COVID Case Studies: The Good, the Bad and the Bankrupt
In an article slated for the July/August Clean Show double issue of Textile Services, consultant Bruce Hodes reflects on how companies can overcome adversity by embracing – rather than resisting – the reality of crises like the COVID-19 pandemic. As the pandemic loosens its grip, laundry operators can apply the lessons of COVID to fresh challenges. such as inflation and supply-chain bottlenecks.
The heart of Hodes’ article, titled “Accepting What Is and Creating Your Future,” centers on his analysis of the experience of three linen, uniform and facility services clients during the pandemic. One company overcame a range of issues to have an excellent year. A second “muddled through” but lost ground. A third exited the business after a two-year struggle. What mostly separates these three companies was their attitude toward the reality of the pandemic that descended early in 2020.

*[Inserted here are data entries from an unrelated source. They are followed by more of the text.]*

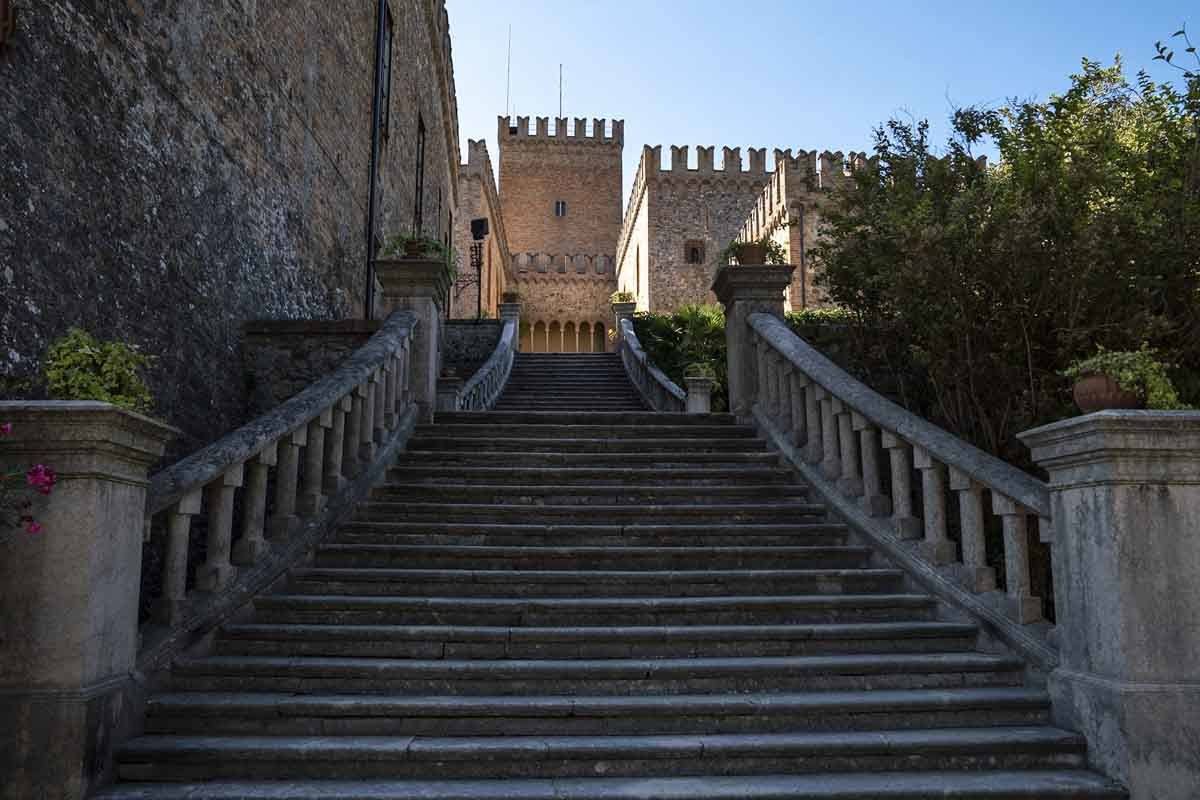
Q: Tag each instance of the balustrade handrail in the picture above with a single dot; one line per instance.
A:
(203, 467)
(485, 386)
(982, 467)
(661, 392)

In the first case, we’ll call them “Company A,” the leadership team began researching COVID-19 early on, before it left Wuhan. One executive saw a threat coming and shared his concerns with colleagues. This led to discussions by a range of managers who grappled with the possibilities of how the pandemic could impact staff and customers. By the time the crisis struck in March, Company A was ready to fight back. “Once the lockdown occurred, they embraced the pandemic,” Hodes writes. “There was no denial or resistance. Of all the companies that I worked with, they were the most initiative-taking in securing a safe and functioning workplace. They took on having their company continue to run and deliver great service to their customers and to the greatest extent possible, provide a safe, healthy work environment.”
The payback for Company A’s “embrace” of the pandemic was significant. Despite some “hiccups,” profitability improved, customer survey scores rose, new customers signed up, and employee retention/morale held firm. Hodes next analyzes two other companies and where they went awry in their approaches to COVID.
Hodes closes by asking if operators can see their own companies in any of the cases he cites. Looking forward, he advises linen, uniform and facility services companies to take the “Company A” approach of proactively embracing adversity. Resistance is worse than futile. It’s counterproductive and can lead to a cycle of decline that bankrupts a business. Operators can apply the same logic to dealing with rising gas prices and a range of other issues.